Outside care homes, other local NGOs are reaching out to widows who feel isolated and lonely. One organization, called Nsindagiza, which is Kinyarwanda for “Help me get to another place,” focuses on monthly counseling meetings to assist the elderly, some of them widows, both on their own and within their families.

The organization also works in partnership with Help Age International to advocate for the inclusion of the needs of the elderly in the government’s development of a social protection policy and Rwanda’s national health insurance scheme.

“We’ve tried to create small support groups for the elderly, and 90 percent are women, and they are vulnerable in so many ways,” says Nsindagiza’s program coordinator, Beatrice Mushimiyimana. “Wherever you look [in Rwanda], it’s women who raise up their hands saying, ‘Help me.’”

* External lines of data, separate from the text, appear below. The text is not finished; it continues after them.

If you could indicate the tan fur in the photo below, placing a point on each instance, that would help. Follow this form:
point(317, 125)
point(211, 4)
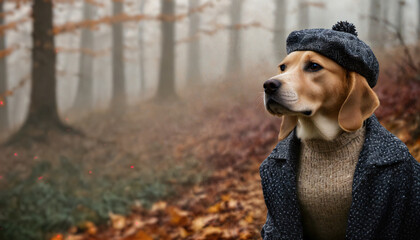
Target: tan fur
point(338, 100)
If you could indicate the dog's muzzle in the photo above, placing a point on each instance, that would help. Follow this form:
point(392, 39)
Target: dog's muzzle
point(271, 86)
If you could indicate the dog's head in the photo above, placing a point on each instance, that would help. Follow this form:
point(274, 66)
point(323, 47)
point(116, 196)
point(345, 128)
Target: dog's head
point(311, 86)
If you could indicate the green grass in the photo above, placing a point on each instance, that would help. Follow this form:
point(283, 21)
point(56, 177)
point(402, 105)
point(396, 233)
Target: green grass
point(67, 195)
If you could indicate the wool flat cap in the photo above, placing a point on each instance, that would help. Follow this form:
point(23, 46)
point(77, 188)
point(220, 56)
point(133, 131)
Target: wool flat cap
point(340, 44)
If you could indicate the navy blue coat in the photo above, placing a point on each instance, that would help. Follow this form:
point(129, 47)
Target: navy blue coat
point(385, 192)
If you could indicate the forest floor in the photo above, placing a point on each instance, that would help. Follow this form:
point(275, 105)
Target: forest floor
point(186, 169)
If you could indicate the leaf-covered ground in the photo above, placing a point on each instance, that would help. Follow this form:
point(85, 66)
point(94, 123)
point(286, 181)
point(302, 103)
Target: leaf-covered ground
point(186, 169)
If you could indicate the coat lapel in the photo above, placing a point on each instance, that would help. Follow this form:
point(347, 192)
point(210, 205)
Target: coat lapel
point(278, 179)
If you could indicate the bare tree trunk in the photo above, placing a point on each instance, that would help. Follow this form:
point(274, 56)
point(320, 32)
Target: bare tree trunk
point(234, 64)
point(141, 52)
point(303, 14)
point(43, 114)
point(84, 97)
point(280, 28)
point(374, 22)
point(193, 67)
point(166, 87)
point(118, 101)
point(4, 122)
point(400, 18)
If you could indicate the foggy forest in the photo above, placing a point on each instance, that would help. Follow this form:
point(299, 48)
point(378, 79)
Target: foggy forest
point(145, 119)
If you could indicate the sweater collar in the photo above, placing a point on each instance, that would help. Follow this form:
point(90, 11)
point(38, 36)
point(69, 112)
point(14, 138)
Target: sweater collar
point(380, 148)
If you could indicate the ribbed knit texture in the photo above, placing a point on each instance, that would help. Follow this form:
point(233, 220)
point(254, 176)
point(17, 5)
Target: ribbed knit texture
point(324, 183)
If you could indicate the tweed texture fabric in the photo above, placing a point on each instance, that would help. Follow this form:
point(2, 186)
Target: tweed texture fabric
point(345, 48)
point(385, 190)
point(324, 178)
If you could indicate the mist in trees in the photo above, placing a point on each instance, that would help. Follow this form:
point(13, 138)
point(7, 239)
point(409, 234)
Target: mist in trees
point(194, 62)
point(118, 100)
point(234, 63)
point(43, 112)
point(166, 85)
point(84, 97)
point(156, 49)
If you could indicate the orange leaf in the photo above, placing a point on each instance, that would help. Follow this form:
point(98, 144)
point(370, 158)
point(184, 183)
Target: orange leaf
point(178, 217)
point(215, 208)
point(117, 221)
point(142, 235)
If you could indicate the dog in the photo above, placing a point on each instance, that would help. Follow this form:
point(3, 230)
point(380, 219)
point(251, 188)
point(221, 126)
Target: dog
point(318, 96)
point(320, 100)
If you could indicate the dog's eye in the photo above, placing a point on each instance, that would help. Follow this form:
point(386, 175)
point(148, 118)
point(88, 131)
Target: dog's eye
point(282, 67)
point(313, 67)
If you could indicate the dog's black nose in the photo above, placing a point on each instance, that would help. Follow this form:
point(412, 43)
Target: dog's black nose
point(271, 85)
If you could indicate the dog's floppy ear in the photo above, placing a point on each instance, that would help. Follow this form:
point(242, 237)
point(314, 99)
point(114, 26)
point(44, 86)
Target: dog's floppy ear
point(360, 103)
point(288, 123)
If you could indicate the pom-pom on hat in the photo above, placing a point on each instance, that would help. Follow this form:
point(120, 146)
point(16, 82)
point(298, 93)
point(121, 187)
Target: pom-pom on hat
point(340, 44)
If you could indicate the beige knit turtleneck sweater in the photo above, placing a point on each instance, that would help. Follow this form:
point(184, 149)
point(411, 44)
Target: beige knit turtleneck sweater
point(325, 177)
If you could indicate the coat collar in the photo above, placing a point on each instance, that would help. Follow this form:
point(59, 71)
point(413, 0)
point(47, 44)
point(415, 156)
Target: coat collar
point(278, 176)
point(376, 150)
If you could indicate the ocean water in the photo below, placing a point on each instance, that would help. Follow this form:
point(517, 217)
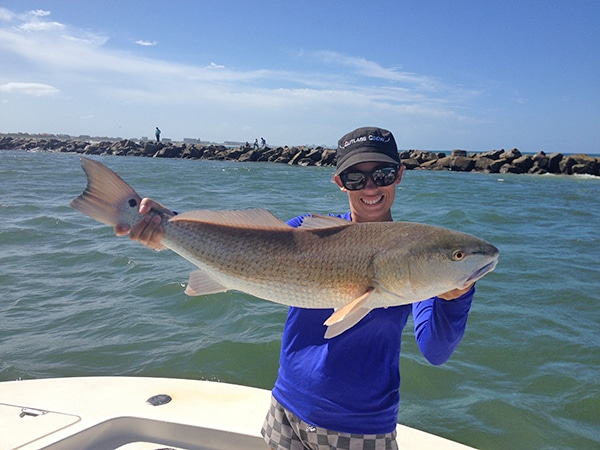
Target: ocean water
point(77, 301)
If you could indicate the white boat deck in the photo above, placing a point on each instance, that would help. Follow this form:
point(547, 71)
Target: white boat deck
point(105, 413)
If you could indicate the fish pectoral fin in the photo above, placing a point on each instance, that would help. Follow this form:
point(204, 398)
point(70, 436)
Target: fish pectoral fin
point(200, 283)
point(346, 317)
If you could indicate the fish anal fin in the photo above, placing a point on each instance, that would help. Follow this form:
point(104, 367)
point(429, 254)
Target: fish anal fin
point(349, 315)
point(339, 314)
point(200, 283)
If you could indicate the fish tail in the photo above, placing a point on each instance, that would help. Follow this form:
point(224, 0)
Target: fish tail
point(107, 197)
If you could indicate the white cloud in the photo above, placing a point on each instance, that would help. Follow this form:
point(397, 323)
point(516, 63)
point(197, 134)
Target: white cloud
point(325, 93)
point(146, 43)
point(40, 13)
point(34, 89)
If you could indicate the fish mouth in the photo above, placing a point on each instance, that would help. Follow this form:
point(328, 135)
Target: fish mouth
point(481, 272)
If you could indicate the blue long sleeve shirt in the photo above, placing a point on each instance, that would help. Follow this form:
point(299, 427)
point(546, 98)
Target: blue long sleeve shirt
point(351, 383)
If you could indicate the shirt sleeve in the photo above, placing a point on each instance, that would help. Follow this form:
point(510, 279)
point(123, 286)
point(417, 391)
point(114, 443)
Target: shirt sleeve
point(440, 325)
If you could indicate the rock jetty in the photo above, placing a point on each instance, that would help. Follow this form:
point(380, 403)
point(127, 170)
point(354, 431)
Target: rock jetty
point(493, 161)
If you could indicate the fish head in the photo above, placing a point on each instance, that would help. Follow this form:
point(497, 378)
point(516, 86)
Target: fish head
point(452, 260)
point(437, 260)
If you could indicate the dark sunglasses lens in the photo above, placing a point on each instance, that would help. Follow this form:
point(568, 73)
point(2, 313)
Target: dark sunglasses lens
point(354, 181)
point(384, 177)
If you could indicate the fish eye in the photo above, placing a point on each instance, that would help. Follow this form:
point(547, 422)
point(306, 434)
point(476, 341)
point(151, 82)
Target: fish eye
point(458, 255)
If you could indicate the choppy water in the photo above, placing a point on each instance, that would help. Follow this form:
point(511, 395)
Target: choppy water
point(77, 301)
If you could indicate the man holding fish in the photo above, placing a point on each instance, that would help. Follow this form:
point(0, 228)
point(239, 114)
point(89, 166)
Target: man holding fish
point(343, 391)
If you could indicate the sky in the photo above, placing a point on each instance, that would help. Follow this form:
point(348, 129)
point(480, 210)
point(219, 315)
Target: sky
point(441, 75)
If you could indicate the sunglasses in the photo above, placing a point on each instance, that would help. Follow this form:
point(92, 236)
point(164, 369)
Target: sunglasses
point(356, 180)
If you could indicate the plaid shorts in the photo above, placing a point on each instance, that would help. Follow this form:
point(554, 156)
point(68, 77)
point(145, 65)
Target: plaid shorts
point(284, 430)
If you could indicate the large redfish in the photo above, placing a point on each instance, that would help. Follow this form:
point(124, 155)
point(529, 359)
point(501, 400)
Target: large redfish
point(326, 263)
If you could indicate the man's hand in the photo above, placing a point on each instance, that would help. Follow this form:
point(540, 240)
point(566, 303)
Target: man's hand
point(455, 293)
point(149, 230)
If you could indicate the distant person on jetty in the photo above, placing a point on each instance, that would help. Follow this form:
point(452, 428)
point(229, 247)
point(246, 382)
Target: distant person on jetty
point(342, 393)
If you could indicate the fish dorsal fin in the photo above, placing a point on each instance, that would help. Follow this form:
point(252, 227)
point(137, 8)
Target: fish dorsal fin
point(249, 219)
point(317, 221)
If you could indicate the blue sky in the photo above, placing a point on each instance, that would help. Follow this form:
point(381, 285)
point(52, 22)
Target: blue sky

Elsewhere in Rwanda, widows are helping themselves through art. Tucked away in the southeastern hills of Kirehe District, the Kakira Imigongo Cooperative is a small women’s collective mostly composed of genocide widows who make traditional art from cow dung, clay, and other natural materials.

Xaverine Mukakadogi lost her husband and sister in the genocide, but her niece, Clotilde Ahobantegeye, survived. (Tendai Marima)

After fleeing the 1994 massacres, Basirice Uwanmariya returned to Rwanda to rebuild her life, but lost her husband in 1999. Her loss, coupled with the lingering sense of grief of other women in her community of Nyakarambi, gave her the impetus to establish the cooperative. Today, Kakira’s imigongo art is slowly gaining international appeal, and the revival of the ancient art form has given some women a way to move on.

Back at Impinganzima, 100-year-old Cesarie Mukakinani is like the queen of the care home. She’s the oldest resident and lost her husband and most of her family during the ethnic massacres. She has developed such a good rapport with the other residents that they have nicknamed her “Mayor.” Mukakinani says she is grateful the home has brought the incike (homeless widows) together.

“Before I came here I had nothing, I had no one, and some say I would not be alive,” she says. “But I’m happy someone has remembered me.”